Damit erscheint diese Restitution politischer Theologie als ein eigentümlicher deutscher Denkweg, der sich dem weitgehend angelsächsisch geprägten liberalen demokratischen Denken entgegenstellt. Die Modernität, die L. auf das von Hobbes inaugurierte Denken der Trennung der Sphären von Politik und Theologie zurückführt, wird von dem besonders an Barth und Rosenkranz exemplifizierten Denken nicht aufgenommen. Diesen Rückschritt einer Gesellschaft, »ihre politischen Angelegenheiten im Lichte der göttlichen Offenbarung ordnen« (281) zu wollen, hält L. für demütigend, da verkannt wird, dass religiöser Eifer die sozialen Bande zerreißen kann.
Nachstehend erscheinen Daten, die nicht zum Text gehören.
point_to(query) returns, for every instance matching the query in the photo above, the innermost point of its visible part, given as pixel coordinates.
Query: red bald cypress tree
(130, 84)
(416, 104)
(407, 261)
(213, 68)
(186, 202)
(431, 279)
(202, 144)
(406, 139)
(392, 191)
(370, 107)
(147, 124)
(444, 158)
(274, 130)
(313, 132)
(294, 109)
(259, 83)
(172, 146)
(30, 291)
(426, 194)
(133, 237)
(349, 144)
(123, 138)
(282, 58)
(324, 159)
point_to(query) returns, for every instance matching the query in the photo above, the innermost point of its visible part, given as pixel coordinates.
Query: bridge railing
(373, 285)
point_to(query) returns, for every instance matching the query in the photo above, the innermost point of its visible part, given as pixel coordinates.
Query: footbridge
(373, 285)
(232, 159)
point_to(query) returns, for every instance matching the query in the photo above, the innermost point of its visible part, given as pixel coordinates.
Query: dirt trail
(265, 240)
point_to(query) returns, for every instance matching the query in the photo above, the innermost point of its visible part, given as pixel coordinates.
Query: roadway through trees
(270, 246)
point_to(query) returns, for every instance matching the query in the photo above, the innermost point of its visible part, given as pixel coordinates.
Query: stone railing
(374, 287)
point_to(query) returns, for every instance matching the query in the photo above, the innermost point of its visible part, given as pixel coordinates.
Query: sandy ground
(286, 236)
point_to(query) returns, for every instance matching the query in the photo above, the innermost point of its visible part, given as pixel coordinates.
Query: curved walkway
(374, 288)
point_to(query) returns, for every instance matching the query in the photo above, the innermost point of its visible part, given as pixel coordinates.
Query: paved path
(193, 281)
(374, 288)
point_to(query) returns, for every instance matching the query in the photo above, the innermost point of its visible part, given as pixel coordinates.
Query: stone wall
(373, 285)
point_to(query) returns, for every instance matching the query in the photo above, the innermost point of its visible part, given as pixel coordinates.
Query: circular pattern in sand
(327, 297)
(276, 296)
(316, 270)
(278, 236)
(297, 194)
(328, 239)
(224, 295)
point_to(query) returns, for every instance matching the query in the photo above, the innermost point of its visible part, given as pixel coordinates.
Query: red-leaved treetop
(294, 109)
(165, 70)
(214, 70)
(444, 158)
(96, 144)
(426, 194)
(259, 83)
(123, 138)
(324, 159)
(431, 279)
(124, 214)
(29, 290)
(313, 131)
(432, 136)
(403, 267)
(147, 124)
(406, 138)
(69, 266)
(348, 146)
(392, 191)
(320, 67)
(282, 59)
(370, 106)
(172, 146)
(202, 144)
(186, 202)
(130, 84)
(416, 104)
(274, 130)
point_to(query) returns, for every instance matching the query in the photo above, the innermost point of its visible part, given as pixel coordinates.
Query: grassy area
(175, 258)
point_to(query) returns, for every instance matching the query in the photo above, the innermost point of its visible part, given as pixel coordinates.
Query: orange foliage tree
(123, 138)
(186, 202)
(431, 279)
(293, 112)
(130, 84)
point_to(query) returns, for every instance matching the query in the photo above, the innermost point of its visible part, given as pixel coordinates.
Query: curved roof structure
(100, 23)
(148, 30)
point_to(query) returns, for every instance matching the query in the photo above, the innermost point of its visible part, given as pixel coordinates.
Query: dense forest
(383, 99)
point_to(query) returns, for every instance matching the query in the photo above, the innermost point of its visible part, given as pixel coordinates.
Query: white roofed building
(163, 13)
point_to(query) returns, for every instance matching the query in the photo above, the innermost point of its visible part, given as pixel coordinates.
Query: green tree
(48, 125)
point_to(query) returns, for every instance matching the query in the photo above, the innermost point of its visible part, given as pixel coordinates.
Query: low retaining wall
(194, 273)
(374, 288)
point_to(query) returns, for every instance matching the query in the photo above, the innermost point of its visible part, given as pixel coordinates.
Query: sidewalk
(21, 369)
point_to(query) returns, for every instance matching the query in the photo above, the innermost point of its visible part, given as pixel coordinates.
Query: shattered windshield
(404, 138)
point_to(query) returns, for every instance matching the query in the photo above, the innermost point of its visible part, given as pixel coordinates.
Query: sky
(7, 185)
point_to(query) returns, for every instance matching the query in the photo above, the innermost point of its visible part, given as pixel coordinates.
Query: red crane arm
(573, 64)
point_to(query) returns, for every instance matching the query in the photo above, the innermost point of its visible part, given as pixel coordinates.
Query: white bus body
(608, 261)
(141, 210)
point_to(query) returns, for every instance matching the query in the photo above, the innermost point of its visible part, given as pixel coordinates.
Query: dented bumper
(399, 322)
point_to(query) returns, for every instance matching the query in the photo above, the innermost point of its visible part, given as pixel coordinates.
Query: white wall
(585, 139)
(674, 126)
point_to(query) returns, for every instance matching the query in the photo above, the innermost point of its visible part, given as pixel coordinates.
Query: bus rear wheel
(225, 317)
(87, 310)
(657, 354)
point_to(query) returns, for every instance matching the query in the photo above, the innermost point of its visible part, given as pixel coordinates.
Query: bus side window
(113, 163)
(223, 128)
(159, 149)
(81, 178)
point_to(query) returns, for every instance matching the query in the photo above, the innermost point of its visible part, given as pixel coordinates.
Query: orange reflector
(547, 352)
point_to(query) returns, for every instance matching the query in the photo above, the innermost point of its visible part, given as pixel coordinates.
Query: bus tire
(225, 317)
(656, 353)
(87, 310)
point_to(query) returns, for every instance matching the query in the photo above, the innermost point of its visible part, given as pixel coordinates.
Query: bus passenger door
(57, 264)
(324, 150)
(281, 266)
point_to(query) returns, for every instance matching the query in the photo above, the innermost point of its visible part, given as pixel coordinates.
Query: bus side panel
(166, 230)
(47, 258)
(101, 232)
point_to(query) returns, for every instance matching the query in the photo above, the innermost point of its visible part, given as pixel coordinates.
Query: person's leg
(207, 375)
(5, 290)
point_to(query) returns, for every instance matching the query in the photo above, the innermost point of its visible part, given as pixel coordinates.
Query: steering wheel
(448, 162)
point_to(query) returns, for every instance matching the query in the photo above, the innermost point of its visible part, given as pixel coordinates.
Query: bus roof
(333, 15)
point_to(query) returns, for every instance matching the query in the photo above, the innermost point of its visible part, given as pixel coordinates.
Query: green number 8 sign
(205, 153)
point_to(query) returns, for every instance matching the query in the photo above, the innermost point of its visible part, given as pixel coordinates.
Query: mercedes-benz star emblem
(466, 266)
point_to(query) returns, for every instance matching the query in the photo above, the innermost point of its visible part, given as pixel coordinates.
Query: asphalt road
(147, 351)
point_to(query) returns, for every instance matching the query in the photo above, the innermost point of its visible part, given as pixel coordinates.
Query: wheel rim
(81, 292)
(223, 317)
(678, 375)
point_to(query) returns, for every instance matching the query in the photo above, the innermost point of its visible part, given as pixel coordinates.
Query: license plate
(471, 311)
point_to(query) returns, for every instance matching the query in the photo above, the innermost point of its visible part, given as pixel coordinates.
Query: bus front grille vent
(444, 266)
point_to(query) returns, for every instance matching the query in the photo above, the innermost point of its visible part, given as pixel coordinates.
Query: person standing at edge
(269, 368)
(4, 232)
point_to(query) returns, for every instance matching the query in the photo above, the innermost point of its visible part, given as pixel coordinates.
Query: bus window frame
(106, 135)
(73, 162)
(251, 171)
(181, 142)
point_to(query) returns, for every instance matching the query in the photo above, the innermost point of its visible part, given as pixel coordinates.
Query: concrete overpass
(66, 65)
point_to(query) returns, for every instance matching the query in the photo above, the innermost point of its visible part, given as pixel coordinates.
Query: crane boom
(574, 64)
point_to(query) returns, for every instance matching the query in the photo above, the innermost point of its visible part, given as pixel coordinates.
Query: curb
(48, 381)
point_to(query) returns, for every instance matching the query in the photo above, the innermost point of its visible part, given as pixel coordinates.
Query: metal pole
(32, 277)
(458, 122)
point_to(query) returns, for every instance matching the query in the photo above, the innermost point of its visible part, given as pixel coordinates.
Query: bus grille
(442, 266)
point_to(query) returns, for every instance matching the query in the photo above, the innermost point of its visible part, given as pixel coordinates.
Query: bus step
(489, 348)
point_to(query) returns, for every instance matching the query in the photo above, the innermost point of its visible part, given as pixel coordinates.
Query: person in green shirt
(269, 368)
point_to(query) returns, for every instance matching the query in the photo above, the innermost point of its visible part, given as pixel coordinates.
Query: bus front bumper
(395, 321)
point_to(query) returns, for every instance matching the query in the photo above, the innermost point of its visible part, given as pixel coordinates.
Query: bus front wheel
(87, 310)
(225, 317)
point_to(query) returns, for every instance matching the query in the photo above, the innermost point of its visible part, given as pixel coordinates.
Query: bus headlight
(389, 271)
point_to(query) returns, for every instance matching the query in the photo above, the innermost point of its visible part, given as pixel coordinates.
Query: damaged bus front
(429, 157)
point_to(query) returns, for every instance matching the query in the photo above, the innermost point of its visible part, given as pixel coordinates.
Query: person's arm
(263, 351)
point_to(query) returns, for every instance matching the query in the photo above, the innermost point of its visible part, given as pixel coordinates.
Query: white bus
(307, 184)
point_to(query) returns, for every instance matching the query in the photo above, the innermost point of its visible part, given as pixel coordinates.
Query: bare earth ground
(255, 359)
Dieses Ergebnis wird kontrovers diskutiert werden, da sich hier die Frage nach der Anknüpfung der Theologie an ihre jeweilige Zeit stellt sowie nach der Berechtigung einer sogenannten prophetischen Kritik in der Gegenwart. L. argumentiert dabei ganz im Sinn der Großen Trennung Hobbes’, nach der die Politik die Aufgabe hat, »die Menschen vor den schlimmsten Verletzungen [zu] schützen, die sie einander zufügen können« (287) – und deshalb die Religion aus der Politik verbannt werden muss. L. hat ein Buch vorgelegt, das die politische Ethik des Protestantismus zwingt, ihre Axiome zu überprüfen, und allgemein Anlass zu einer umfassenden Debatte über den Einfluss der Religion auf die Politik gibt.